The ferns were collected at night from a large swath of land and the bare canvas drop cloth large enough to cover the space would be laid down and the ferns scattered again in situ. With dry pigment again blanketing the entire set-up, they would be set by the overnight dew, retrieved and stored in the barn to dry before the heavy afternoon thunderstorms came in. Because of the lightness of the ferns they had to be made like this with mist rather than rain, which I found would flood the canvas and wash away the ferns and their image. The sun would also cause the cut ferns to coil and wilt, so the night time was the right time. The works are quiet and calm compared to the heavy rains of Los Angeles and the city.

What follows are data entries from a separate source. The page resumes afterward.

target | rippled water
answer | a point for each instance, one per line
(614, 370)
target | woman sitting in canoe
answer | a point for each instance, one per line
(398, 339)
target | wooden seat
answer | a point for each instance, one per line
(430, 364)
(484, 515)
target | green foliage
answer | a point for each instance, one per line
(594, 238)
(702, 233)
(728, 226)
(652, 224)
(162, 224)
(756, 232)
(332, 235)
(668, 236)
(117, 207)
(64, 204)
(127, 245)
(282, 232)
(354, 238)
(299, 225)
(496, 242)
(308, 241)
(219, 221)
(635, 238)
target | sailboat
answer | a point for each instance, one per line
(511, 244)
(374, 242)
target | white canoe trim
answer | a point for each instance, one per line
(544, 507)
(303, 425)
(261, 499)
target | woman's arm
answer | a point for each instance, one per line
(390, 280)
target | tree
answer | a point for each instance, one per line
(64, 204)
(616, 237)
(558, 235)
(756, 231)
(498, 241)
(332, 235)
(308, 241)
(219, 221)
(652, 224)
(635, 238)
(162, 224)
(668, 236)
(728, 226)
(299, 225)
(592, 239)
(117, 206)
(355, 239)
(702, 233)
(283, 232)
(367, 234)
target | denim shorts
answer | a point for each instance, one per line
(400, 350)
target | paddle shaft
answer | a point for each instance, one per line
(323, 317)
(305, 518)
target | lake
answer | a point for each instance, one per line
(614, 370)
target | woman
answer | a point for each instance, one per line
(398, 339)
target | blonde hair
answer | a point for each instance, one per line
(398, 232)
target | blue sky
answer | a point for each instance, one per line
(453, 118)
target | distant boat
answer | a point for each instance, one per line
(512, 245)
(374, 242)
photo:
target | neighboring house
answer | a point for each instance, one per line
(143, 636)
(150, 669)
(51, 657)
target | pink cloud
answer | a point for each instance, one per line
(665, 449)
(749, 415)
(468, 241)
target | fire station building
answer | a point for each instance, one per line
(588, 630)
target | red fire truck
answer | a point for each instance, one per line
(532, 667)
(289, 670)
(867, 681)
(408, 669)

Lastly, when I arrived for a residency in Finland at the beginning of June the apple trees were in full bloom and as I watched the flowering trees’ petals fall I realized it was a unique time and place to be. I set canvases out underneath the trees and secured them to the ground – they collected the falling petals and after the trees were bare I proceeded with the earlier explained process. So here not only was the composition of color random but the composition of the subject matter was its own doing, completely natural. 

The scale of these works is an environmental size, they inhabited the outdoors before the indoors. Influenced both by the traditional scale of the studio and massive works of Land Art, these works reside somewhere in between. Their relational essence of the project also falls between these histories, where the studio could be the equivalent of renting a private apartment and Land Art the assertive erection of a public building, these works are “leave no trace” camping; going out into nature with only what you can carry, spending time alone and interacting with a shared space, then taking away with you everything you came with, along with an enriched connection to the work. The ideal translation of this is that it mimics the viewer’s interaction with the work in the gallery. I can faithfully say these works not only serve as a conceptual testament to the tools of nature amidst technology, but the value of our mutual experience of the world in which we live.